9. Limitation of Liability
To the fullest extent permitted by law, the Merchant’s total liability to the Affiliate under this Agreement shall not exceed the greater of one thousand dollars ($1,000.00) or the total amount paid to the Affiliate under the Program during the twelve (12) months immediately preceding the event giving rise to the claim, whichever is less. Under no circumstances shall the Merchant be liable for any indirect, incidental, special, or consequential damages, including lost profits, data, or business interruption, even if advised of the possibility of such damages.
10. Indemnification
The Affiliate agrees to indemnify, defend, and hold harmless the Merchant and its affiliates, officers, directors, and employees from any and all claims, liabilities, damages, costs, and expenses (including reasonable legal fees) arising out of the Affiliate’s breach of this Agreement, violation of any law, or infringement of any third-party rights in connection with the Affiliate’s promotional activities.

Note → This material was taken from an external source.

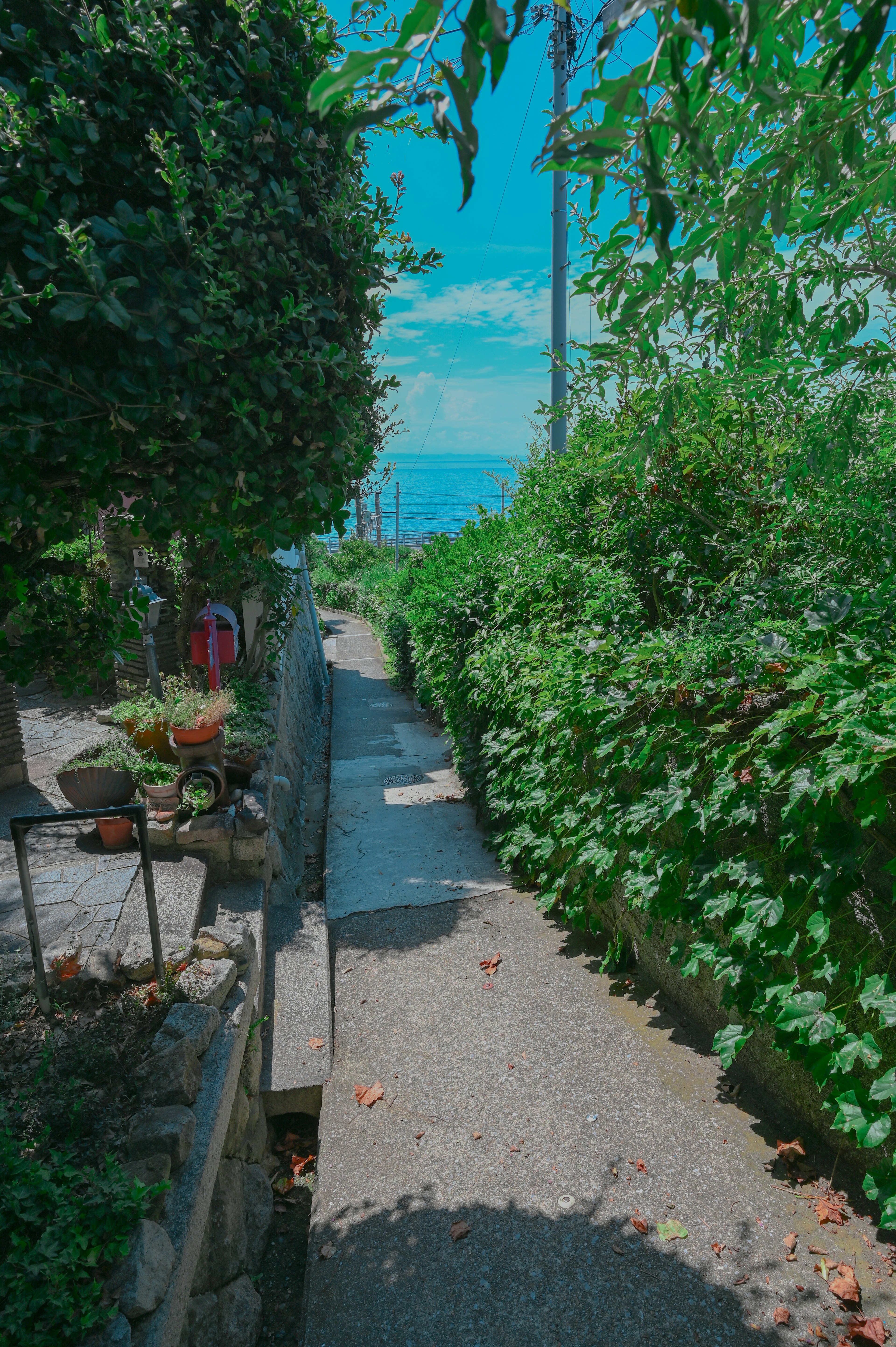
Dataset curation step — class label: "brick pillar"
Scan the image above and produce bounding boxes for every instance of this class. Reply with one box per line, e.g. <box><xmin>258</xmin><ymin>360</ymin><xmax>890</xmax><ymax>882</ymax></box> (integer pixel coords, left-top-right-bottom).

11. Governing Law and Dispute Resolution
11.1 Governing Law: This Agreement shall be governed by and construed in accordance with the laws of the State of Texas without regard to conflict of law principles.

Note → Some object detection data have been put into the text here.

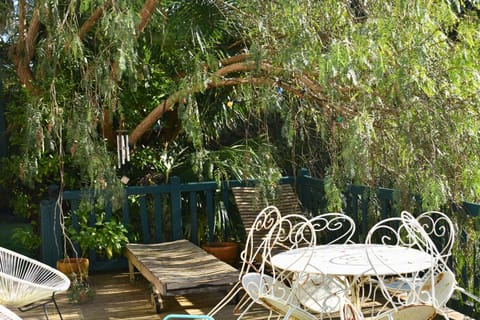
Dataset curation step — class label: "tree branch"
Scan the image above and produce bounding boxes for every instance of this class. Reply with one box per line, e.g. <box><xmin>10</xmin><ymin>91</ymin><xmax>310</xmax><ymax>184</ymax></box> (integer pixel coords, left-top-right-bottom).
<box><xmin>137</xmin><ymin>0</ymin><xmax>157</xmax><ymax>34</ymax></box>
<box><xmin>78</xmin><ymin>2</ymin><xmax>111</xmax><ymax>39</ymax></box>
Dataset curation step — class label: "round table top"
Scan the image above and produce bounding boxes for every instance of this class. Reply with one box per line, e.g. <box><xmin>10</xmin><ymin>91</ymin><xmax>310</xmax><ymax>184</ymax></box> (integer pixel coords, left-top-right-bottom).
<box><xmin>272</xmin><ymin>244</ymin><xmax>434</xmax><ymax>276</ymax></box>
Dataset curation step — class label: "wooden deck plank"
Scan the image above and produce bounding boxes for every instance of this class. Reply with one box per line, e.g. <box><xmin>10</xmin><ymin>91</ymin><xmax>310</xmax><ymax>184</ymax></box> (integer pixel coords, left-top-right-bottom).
<box><xmin>14</xmin><ymin>271</ymin><xmax>466</xmax><ymax>320</ymax></box>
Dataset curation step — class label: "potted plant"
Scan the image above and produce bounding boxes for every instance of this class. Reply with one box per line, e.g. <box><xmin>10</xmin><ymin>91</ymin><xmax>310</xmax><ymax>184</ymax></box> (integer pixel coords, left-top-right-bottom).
<box><xmin>57</xmin><ymin>203</ymin><xmax>128</xmax><ymax>280</ymax></box>
<box><xmin>67</xmin><ymin>273</ymin><xmax>96</xmax><ymax>304</ymax></box>
<box><xmin>201</xmin><ymin>202</ymin><xmax>239</xmax><ymax>266</ymax></box>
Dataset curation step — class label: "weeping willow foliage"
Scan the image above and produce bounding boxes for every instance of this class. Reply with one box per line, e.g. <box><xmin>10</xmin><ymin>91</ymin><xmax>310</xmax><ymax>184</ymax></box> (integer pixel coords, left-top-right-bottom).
<box><xmin>219</xmin><ymin>1</ymin><xmax>480</xmax><ymax>207</ymax></box>
<box><xmin>2</xmin><ymin>0</ymin><xmax>480</xmax><ymax>212</ymax></box>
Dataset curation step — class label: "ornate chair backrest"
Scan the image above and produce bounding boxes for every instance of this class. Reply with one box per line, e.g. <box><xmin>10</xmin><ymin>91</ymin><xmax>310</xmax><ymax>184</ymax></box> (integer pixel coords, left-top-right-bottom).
<box><xmin>310</xmin><ymin>212</ymin><xmax>356</xmax><ymax>244</ymax></box>
<box><xmin>365</xmin><ymin>216</ymin><xmax>436</xmax><ymax>306</ymax></box>
<box><xmin>240</xmin><ymin>206</ymin><xmax>281</xmax><ymax>277</ymax></box>
<box><xmin>416</xmin><ymin>211</ymin><xmax>456</xmax><ymax>260</ymax></box>
<box><xmin>260</xmin><ymin>214</ymin><xmax>316</xmax><ymax>314</ymax></box>
<box><xmin>401</xmin><ymin>211</ymin><xmax>456</xmax><ymax>313</ymax></box>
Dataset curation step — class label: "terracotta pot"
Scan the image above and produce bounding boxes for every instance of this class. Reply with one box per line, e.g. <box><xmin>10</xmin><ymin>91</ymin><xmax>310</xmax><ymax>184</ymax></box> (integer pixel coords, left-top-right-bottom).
<box><xmin>57</xmin><ymin>258</ymin><xmax>90</xmax><ymax>279</ymax></box>
<box><xmin>202</xmin><ymin>242</ymin><xmax>238</xmax><ymax>265</ymax></box>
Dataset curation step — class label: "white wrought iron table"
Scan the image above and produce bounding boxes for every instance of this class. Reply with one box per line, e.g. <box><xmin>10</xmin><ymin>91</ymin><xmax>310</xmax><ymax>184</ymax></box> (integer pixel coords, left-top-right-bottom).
<box><xmin>271</xmin><ymin>244</ymin><xmax>434</xmax><ymax>305</ymax></box>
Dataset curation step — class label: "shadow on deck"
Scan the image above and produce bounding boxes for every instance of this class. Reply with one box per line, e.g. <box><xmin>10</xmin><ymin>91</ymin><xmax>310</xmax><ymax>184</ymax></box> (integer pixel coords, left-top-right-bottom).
<box><xmin>17</xmin><ymin>272</ymin><xmax>466</xmax><ymax>320</ymax></box>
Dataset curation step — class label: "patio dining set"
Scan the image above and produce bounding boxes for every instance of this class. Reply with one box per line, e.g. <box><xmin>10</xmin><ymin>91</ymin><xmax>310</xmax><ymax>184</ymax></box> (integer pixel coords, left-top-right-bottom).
<box><xmin>0</xmin><ymin>206</ymin><xmax>480</xmax><ymax>320</ymax></box>
<box><xmin>204</xmin><ymin>206</ymin><xmax>479</xmax><ymax>320</ymax></box>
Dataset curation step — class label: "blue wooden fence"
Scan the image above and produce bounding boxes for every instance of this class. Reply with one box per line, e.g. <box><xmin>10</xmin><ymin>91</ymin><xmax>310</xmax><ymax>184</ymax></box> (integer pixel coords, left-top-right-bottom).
<box><xmin>41</xmin><ymin>169</ymin><xmax>480</xmax><ymax>318</ymax></box>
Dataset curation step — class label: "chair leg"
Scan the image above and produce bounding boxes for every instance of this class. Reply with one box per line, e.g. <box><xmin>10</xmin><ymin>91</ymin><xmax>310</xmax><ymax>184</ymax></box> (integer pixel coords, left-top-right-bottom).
<box><xmin>42</xmin><ymin>303</ymin><xmax>48</xmax><ymax>320</ymax></box>
<box><xmin>51</xmin><ymin>293</ymin><xmax>63</xmax><ymax>320</ymax></box>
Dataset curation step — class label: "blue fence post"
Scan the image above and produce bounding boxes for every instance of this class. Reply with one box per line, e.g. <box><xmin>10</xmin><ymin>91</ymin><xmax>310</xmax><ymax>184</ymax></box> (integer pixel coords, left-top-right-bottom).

11.2 Dispute Resolution: Any disputes arising from this Agreement shall be resolved through good faith negotiations between the Parties. If the dispute cannot be resolved amicably, it shall be submitted to binding arbitration in Dallas, Texas.

12. Miscellaneous
12.1 Assignment: Neither Party may assign this Agreement without the prior written consent of the other Party, except in the case of an assignment to a successor entity or purchaser of substantially all of a Party’s assets.
12.2 Entire Agreement: This Agreement constitutes the entire understanding between the Parties regarding the Program, superseding all prior agreements, whether written or oral.